Hunting Tip: Camouflage Won't Help if You Set Up in Sunlight
You're invisible. Or at least you think you are. After all, you've done all the right things: bought that pricey camo that matches your surroundings, painted your face with lots of greasy face paint, and you are even wearing camo boots. Now all you have to do is sit there, soak in a little sunshine, and wait for a big buck to show himself.
But when a buck does come in, he spots your position and blows out for the next county. The problem? You set up in the sunlight (see the photo above).

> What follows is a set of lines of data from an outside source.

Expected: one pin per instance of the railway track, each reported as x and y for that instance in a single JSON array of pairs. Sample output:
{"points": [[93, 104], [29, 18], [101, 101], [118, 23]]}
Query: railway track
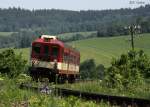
{"points": [[113, 100]]}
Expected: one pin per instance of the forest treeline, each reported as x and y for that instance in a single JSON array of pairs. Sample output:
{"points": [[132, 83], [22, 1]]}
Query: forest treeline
{"points": [[32, 23]]}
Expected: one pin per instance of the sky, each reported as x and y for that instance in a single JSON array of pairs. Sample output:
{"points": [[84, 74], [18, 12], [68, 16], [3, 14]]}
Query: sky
{"points": [[73, 4]]}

A common mistake that has ruined plenty of big-game hunters’ chances is setting up where direct sunlight can reach them. Sunshine turns a camouflaged hunter from an indistinct shadowy figure into a glowing beacon. Dappled sunlight shining through a canopy of leaves isn't usually a problem. But direct sunlight can reveal your whereabouts and end your hunt.
Camouflage clothing's basic function is to break up our outline – tricking our prey’s eyes into passing over us in their constant search for danger. The human silhouette is incredibly distinct in the wilderness – there is no other form like it. To fool game, it is essential to reduce our human outline. The best camo patterns utilize starkly contrasting colors in their design, thus changing us from a human form into something indistinct and non-threatening. Interestingly, for those of you traditional hunters like me - a good plaid pattern like Fred Bear often wore can work almost as effectively as modern camouflage.
Remember that sunlight moves as the earth rotates. Set up your ambush in a location that allows you to remain shadowed as the light moves around you. If you are still-hunting or stalking, move efficiently through areas of sunshine and then pause to watch and listen when in the shadows. When calling, set up in dark shade that offers good shooting lanes. Remember to keep your hands and face camo'd up as well – if left uncovered, they are a dead giveaway even in the shadows.